From Wednesday 17th to Sunday 21st October, the Bloomsbury Festival will be running across multiple locations in London. On Saturday 20th, the UCL Extreme Citizen Science group will have several stalls in the North Cloisters showcasing the fantastic work of organisations such as Public Lab, Ecoactive and the Camden People’s Theatre.
But we’ve got a couple of spare stalls, and we’d like to share them with you.
Do you take part in citizen science – any form of investigating the world around you that is not part of your studies or your job? Perhaps you classify stars and galaxies, or snap photos of wildlife and send them to a biological record database, or do experiments at home, or monitor air quality in London?
If so, we’d like to invite you to share our space.
Your involvement could be more significant, such as showcasing your work or project by running a stall at our marketplace, displaying your work and running light touch activities at the stall, as well as talking to people who visit the stalls.
Or it could be something very short – you could send us a sentence such as “I monitor pollution in London’s rivers” or “I’m part of a DIYBio hackspace” and we’ll put all these onto a display board to show our fellow Londoners how much science is available to them – often quite different science to what they did at school.

The theme for this year’s festival is “Activists and Architects for Change”, marking 100 years since (some!) women got the vote in Britain. Citizen science can be very related to activism, such as investigating pollution and who is causing it!

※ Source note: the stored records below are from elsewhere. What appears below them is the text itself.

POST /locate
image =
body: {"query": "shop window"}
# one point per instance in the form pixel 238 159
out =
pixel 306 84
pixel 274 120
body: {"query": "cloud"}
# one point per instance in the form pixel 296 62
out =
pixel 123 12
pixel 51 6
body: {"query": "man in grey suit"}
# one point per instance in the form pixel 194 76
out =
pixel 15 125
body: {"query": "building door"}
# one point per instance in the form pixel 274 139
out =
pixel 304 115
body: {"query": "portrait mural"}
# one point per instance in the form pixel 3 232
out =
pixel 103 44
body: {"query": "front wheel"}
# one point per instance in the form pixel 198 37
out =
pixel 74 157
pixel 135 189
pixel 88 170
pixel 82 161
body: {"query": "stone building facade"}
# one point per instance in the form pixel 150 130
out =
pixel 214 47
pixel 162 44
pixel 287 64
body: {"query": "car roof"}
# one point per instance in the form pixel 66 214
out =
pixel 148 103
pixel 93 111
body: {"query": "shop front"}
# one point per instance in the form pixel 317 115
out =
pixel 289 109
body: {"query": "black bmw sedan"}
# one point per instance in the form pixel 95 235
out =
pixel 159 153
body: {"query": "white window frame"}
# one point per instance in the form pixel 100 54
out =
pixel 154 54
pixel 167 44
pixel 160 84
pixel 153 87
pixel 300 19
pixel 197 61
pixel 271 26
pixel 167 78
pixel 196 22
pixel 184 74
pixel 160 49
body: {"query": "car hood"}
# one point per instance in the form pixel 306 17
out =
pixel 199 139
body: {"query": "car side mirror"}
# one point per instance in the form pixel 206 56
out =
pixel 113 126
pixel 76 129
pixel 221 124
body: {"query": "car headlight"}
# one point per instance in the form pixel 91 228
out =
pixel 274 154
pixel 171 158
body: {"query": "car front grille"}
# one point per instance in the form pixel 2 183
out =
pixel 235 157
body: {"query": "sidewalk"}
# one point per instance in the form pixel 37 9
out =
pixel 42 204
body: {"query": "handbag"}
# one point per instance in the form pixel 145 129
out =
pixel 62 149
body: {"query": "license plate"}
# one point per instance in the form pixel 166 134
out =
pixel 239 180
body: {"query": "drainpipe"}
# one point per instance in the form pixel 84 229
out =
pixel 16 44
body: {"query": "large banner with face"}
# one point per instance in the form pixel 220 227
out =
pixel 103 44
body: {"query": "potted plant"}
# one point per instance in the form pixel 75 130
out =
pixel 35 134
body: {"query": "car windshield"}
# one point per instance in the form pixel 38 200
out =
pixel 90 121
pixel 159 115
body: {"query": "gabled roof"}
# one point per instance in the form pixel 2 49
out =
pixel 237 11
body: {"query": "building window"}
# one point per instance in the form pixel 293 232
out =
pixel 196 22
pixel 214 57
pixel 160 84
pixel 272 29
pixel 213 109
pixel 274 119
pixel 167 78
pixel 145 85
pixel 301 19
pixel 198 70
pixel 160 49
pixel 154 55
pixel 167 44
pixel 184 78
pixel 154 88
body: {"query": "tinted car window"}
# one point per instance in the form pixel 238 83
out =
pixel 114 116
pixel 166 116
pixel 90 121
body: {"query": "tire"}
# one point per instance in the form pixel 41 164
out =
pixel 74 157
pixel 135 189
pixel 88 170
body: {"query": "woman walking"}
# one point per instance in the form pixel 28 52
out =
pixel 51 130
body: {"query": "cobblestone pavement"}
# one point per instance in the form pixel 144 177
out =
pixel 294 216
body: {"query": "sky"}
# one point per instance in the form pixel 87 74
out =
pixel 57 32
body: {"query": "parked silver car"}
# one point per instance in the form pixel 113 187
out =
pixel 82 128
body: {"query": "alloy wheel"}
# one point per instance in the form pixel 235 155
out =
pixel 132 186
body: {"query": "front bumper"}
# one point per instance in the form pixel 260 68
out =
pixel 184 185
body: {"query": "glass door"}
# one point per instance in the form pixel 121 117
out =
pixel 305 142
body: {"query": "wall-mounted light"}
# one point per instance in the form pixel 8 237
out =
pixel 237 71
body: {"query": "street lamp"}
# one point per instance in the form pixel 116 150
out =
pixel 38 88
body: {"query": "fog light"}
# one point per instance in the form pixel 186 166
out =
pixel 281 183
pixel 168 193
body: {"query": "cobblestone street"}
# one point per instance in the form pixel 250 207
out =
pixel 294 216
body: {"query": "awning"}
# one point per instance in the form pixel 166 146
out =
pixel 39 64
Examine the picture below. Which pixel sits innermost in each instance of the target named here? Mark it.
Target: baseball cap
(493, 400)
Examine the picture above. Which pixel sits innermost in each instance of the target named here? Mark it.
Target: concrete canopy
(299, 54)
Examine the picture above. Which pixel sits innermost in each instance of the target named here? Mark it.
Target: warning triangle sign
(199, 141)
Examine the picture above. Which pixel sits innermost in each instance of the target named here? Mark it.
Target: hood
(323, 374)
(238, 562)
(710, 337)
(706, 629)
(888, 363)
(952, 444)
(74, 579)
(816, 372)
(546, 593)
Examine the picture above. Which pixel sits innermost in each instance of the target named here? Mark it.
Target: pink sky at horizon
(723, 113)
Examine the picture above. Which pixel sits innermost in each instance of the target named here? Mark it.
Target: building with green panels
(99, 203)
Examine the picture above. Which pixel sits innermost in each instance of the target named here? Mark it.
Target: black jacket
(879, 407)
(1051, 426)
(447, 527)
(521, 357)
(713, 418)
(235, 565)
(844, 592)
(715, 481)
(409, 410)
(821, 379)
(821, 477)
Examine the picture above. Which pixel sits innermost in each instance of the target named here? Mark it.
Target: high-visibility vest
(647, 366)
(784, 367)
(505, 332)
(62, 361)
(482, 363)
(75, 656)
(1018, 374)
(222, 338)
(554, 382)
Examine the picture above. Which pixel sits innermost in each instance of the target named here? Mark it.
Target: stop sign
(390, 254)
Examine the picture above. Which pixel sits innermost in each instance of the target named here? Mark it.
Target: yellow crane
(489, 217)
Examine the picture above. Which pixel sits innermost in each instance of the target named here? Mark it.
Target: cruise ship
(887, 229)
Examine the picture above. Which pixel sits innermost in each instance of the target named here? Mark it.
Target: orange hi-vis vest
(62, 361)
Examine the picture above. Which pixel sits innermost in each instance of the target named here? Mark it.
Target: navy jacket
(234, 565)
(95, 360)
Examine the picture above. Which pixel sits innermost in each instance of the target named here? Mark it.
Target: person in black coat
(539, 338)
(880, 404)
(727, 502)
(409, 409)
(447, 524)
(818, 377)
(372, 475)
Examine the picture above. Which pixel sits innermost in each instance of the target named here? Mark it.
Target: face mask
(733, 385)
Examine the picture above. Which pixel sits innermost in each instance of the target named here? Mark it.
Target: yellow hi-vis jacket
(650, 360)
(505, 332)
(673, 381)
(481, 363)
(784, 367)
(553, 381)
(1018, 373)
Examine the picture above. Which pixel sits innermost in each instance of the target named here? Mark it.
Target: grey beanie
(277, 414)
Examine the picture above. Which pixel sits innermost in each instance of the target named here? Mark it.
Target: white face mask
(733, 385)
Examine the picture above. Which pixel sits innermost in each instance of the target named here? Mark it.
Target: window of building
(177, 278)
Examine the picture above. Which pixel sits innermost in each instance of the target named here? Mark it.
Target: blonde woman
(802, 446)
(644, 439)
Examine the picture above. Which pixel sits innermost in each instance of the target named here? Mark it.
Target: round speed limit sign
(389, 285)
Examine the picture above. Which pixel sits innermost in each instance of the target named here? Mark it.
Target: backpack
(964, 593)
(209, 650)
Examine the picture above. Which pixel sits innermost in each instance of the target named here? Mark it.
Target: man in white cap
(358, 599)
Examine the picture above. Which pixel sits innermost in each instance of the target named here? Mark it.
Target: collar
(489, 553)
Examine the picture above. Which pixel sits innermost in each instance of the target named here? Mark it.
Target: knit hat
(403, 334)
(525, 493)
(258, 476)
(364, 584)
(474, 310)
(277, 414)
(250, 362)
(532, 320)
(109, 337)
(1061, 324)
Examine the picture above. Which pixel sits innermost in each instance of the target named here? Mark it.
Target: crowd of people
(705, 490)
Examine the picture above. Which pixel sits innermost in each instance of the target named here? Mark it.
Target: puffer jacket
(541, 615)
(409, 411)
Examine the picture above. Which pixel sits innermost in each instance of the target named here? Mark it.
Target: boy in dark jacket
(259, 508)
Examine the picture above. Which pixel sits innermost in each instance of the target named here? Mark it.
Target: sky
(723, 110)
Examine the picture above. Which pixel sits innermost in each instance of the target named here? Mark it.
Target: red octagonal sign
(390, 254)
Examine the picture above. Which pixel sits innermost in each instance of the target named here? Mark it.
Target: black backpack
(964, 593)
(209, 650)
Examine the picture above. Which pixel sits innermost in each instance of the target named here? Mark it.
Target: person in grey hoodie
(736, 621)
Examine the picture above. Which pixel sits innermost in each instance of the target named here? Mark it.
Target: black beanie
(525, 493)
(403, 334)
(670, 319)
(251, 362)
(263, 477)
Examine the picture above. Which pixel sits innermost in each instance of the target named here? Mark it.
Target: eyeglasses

If you’re local to London and would like to discuss the possibility of running a stall with us, please e-mail Alex at a.albert@ucl.ac.uk.
If you’d just like to send in a sentence or a few paragraphs about your citizen science, you can tweet @ucl_excites, e-mail Alice at a.sheppard@ucl.ac.uk or fill in this short Google form.
We look forward to hearing from you – or seeing you as a participant or visitor at the Bloomsbury Festival!
Update: Our stalls are now full – many thanks to everyone who has contacted Alex. This event is now also available on the Doing It Together Science website.